Overcoming the “Ugly step-sister of medicine” label of diagnostics

A review of the McGill summer institute’s course in Global Health Diagnostics

View of Montreal city from Mont Royal (Wikicommons)

I have just returned to the Liverpool School of Tropical Medicine, having attended the University of McGill’s global health diagnostics course in Montreal, Canada. As part of the McGill summer institute of Infectious disease and Global Health, the course ran from the 12th– 18th June and was attended by participants from over 20 countries. The impressive crowd of attendees included a range of medical professionals, academics, policy makers, NGO representatives, industrial product developers and even ex-TB patients. This variety of backgrounds was reflected in the course content and was largely why this course appealed so much to me.

As a 2nd year PhD student working on molecular diagnostics for malaria, I wanted to look at the bigger picture and broaden my understanding of global health diagnostics. Specifically, I wanted to understand which of the many diagnostics needs should be prioritized and what barriers we can – as early product developers – anticipate in reaching the intended user.

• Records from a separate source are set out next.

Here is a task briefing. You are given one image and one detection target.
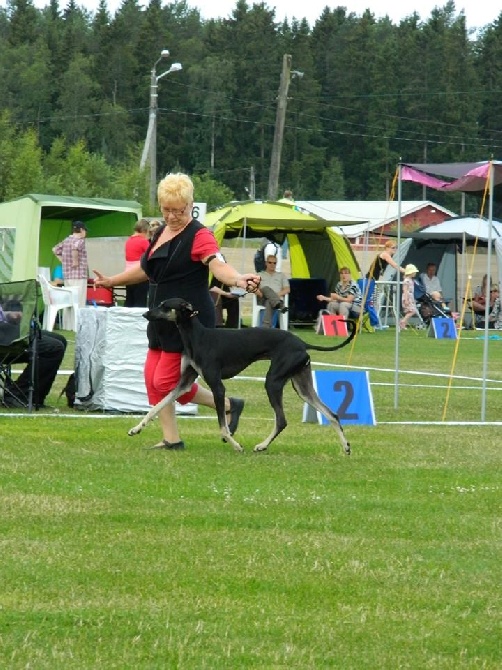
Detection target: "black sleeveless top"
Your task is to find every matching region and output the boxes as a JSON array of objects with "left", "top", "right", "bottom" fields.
[{"left": 141, "top": 219, "right": 215, "bottom": 353}]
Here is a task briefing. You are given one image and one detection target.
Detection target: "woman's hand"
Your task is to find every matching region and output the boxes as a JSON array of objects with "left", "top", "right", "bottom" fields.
[{"left": 235, "top": 272, "right": 261, "bottom": 293}]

Global health diagnostics course at McGilll’s Summer institute, Montreal Canada. Photo credited to Karina Marcia

The course dove straight into tackling the first issue- how we start to prioritize diagnostic needs. Professor Cedric Yansouni (McGill) highlighted the difficulties in prioritizing needs purely by number of DALYs, suggesting more regional DALY impact might be more appropriate. He proposed prioritization by magnitude of impact on either/both individual management and at a community level. This was particularly topical, as the 20th WHO Model List of Essential Medicines (EML) was published a week prior to the course (June 6th). Included in this was a “recommendation that the WHO develop an Essential Diagnostics List (EDL). The WHO has begun to lay the ground for the preparation of the list, which will become an important contribution to Universal Health Coverage (UHC).” Dr Francis Moussy (Diagnostics leader, WHO) highlighted the importance of creating such a list to assist the EML’s mission, as well as to help minimize drug resistance against such listed medicines. The first phase of the EDL will be discussed in a September meeting later this year.

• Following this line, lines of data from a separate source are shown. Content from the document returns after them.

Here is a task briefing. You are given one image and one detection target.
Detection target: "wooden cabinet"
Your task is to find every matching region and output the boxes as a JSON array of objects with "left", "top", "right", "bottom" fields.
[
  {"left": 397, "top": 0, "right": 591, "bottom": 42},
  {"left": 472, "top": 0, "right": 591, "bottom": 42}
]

The course was almost entirely lead by panel discussions comprising an impressive array of expertise. It was very interesting to realize the range of diagnostic “wish-lists” of the different companies and sectors, especially with respect to the upcoming EDL. The range of panels also provided a comprehensive briefing into the barriers that product developers face in reach their target markets. A resounding barrier to market was the lack of cohesion between different regulatory bodies e.g in quality control protocols, as well as the expense in seeking approval from multiple regulatory boards. Proposals for the development of a diagnostics consortium were discussed to try to aid standardization of regulatory guidelines. The risk of no return from investors was also emphasized- with little understanding of the sustainability of diagnostics markets, particularly in resource-limited settings, this was a concern. This was later addressed in the course by Dr Jim Gallarda (Bill and Melinda Gates Foundation), who put forward several business models that investors could take to minimize these risks.

Syphilis rapid point of care test (Wikicommons)

Twelve different companies including: Alere, Roche, FIND, MSF, PATH and VelaDiagnostics took part in an exciting, rapid-fire Tech pitch with a 5 minute presentation each. It seems ‘connected diagnostics’ and mHealth (mobile health) are increasingly necessary in the global health field. These pitches brought hope that some wishes might be met/barriers could be overcome, whether through innovative solutions in implementing existing tools or through the development of new technologies. Tim Amukele (John Hopkins) presented his exciting work using drones for the complicated task of delivering samples in resource-limited settings, perfectly demonstrating how we have to keep up with technology.

Adding a personal touch, and speaking about their experiences in India, were two ex-TB patients who are now empowered advocates for better diagnostics for TB: Deepti Chavan, who lost a lung due to delayed diagnosis of XMDR-TB and Nandita Venky, who lost her hearing after multiple rounds of incorrect antibiotic use. Their powerful stories reminded us of why diagnostics need to be taken more seriously and drop the title of the “ugly step-sister of medicine”. Professor Madhukar Pai (McGill) described the current initiatives for better TB diagnostics, but emphasized that the importance of TB was still being undermined and that “if India was serious about TB, we would not have such a staggering disease burden”.

The diagnostic landscapes, needs and priorities of numerous diseases including: general febrile illness, HIV, malaria, NTDs, arboviruses, enteric diseases and the erupting problem of AMR were impressively covered given the relatively short duration of the course. I fully endorse this course to anyone working in any aspect of the long and winding diagnostics pipeline. It was an invaluable experience and a great opportunity to meet leading experts, practicing medical professionals and policy makers in this field.